Empirically derived model of solar radiation pressure for BeiDou GEO satellites

Abstract

A key limitation in the precise orbit determination (POD) of BeiDou geostationary Earth orbit (GEO) satellites is the relatively static observation geometry, which results in strong correlations between orbital elements, solar radiation pressure (SRP) parameters, and ambiguities. Satellite laser ranging (SLR) residuals of BeiDou G01 satellite orbits display a clear dependence on the Sun elongation angle e, as well as a bias of approximately − 40 cm. These indicate the low performance of BeiDou GEO orbits. In this study, we confirmed that the perturbation caused by the communication antenna generates the e-angle-dependent variation and the bias of approximately − 14.9 cm in BeiDou G01 SLR residuals. Besides, the orbit-normal (ON) attitude mode used by BeiDou GEO satellites as well as an orbital inclination of nearly 0° results in strong linear correlations between the POD estimated parameters, i.e., satellite’s initial position on the Z-axis and the constant Y-bias along the cross-track direction. Hence, the solar pressure models, such as Extended CODE Orbit Model (ECOM) in ON mode, with the Y-axis along the cross-track direction are deficient for SRP estimation of BeiDou GEO satellites.

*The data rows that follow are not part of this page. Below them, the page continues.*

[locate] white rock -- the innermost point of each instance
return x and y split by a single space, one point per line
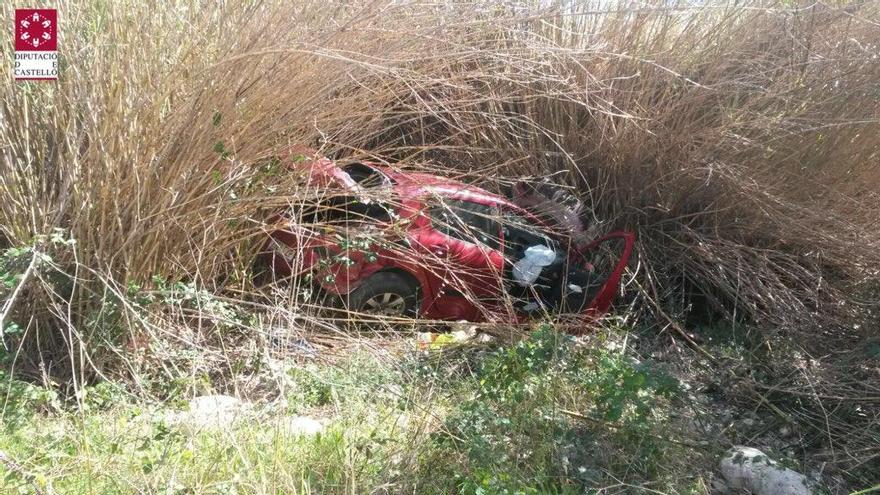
750 469
213 411
302 426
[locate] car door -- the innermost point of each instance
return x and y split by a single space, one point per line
461 247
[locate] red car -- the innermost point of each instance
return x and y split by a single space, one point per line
393 242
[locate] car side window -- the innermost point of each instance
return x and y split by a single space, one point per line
466 221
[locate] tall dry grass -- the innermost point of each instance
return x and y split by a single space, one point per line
739 139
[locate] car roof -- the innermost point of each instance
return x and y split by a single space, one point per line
419 183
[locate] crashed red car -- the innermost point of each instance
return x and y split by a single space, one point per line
394 242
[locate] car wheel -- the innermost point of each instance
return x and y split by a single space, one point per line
386 294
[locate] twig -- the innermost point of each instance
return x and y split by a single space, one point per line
7 306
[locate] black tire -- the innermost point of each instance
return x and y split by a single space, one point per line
386 293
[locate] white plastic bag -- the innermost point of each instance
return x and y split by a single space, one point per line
526 270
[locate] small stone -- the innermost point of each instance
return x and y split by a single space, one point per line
746 468
213 411
302 426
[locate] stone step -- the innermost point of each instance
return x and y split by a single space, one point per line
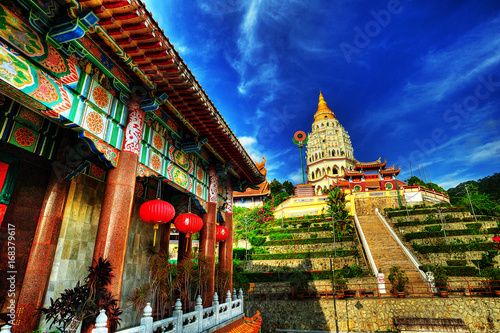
385 251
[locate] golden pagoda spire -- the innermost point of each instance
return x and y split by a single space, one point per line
323 111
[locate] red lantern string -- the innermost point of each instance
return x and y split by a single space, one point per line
188 223
156 212
221 233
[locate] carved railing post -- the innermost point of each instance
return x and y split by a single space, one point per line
229 304
215 304
147 318
240 297
178 313
101 323
5 329
199 307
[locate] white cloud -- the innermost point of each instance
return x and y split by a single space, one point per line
250 145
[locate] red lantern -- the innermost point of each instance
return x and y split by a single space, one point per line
221 233
156 212
188 223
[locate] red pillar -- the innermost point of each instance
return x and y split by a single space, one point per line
207 238
36 278
114 221
226 247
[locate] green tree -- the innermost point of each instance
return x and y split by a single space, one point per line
289 188
482 202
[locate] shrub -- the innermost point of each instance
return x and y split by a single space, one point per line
276 236
257 240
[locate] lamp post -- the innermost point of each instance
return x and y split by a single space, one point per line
472 207
442 223
332 266
246 239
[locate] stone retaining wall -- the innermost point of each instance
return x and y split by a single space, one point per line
312 264
374 314
308 247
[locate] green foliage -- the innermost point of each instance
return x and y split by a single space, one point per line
433 228
257 240
276 236
289 188
454 270
240 280
441 278
398 278
305 255
301 241
339 282
488 185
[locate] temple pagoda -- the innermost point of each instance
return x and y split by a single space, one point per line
329 150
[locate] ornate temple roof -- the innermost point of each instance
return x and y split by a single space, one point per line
391 170
353 173
128 33
323 111
263 188
371 165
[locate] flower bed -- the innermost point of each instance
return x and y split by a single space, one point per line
447 248
310 275
454 270
304 255
303 241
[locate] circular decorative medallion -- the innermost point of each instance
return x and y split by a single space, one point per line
100 97
24 137
156 162
300 136
30 116
96 171
94 122
158 142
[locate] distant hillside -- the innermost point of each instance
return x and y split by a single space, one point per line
488 185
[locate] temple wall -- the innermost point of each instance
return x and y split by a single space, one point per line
140 239
366 206
369 314
23 212
75 246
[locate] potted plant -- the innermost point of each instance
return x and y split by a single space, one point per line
493 275
441 280
81 305
399 280
339 284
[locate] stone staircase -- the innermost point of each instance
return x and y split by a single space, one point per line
386 252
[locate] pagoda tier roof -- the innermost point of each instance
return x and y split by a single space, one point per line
353 173
371 165
391 170
131 37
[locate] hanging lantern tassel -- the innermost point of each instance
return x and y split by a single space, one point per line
221 233
188 224
156 212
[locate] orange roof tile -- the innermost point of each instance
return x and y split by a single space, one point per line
250 325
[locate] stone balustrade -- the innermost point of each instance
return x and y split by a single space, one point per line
200 320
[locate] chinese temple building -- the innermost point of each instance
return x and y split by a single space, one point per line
98 115
254 197
331 163
329 150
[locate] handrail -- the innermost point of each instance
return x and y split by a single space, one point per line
365 245
414 260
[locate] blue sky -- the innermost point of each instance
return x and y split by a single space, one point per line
409 80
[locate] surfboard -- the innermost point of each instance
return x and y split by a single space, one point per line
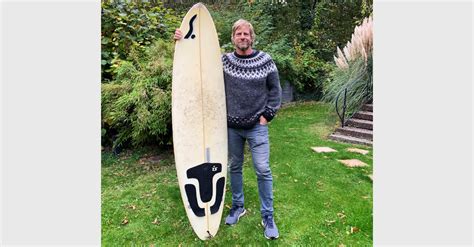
199 122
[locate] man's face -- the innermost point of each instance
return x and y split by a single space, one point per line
242 39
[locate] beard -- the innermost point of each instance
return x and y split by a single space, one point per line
243 46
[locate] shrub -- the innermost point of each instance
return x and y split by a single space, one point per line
136 106
358 81
128 25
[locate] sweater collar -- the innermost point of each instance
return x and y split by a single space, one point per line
254 54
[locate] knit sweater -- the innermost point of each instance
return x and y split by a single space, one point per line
252 88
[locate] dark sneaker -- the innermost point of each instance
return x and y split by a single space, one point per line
271 231
235 214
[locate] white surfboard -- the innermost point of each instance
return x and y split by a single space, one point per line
199 121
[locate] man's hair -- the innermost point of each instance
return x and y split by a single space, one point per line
242 22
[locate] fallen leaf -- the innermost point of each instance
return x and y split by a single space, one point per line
125 221
341 215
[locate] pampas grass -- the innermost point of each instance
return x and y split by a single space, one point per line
353 71
361 45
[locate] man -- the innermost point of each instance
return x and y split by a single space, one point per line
253 96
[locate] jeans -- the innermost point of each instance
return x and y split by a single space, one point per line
258 141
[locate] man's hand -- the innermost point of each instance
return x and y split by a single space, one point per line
178 35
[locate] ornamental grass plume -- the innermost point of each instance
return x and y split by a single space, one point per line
361 45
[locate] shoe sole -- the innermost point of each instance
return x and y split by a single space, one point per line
240 215
270 238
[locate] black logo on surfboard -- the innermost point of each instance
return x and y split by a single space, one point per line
204 174
190 32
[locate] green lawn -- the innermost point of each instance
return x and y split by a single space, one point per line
318 201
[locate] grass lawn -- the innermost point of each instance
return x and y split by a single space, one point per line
318 201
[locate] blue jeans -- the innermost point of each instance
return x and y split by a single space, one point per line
258 141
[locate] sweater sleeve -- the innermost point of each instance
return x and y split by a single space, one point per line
274 94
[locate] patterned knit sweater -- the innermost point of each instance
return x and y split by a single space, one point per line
252 88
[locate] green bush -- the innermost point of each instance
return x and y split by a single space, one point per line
136 106
357 78
132 25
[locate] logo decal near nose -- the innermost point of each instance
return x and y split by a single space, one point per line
204 174
190 32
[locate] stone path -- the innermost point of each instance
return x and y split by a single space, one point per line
353 163
357 150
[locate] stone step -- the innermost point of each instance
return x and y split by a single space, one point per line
350 139
355 132
363 115
368 107
360 123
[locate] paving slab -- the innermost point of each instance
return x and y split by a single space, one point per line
358 150
323 149
353 163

In this study, an empirical a priori SRP model was established for BeiDou GEO satellites to enhance the ECOM using an empirical fitting approach. This proposed model is expressed in DYB frame using eight parameters. With this model, precise BeiDou GEO orbits in 2016 were determined. SLR validation indicated that the systematic e-angle-dependent error was reduced and the large negative bias almost vanished. In general, better than 10-cm root-mean-square of SLR validation was achieved, and also an improvement of 4–5 times over the five-parameter ECOM model was obtained.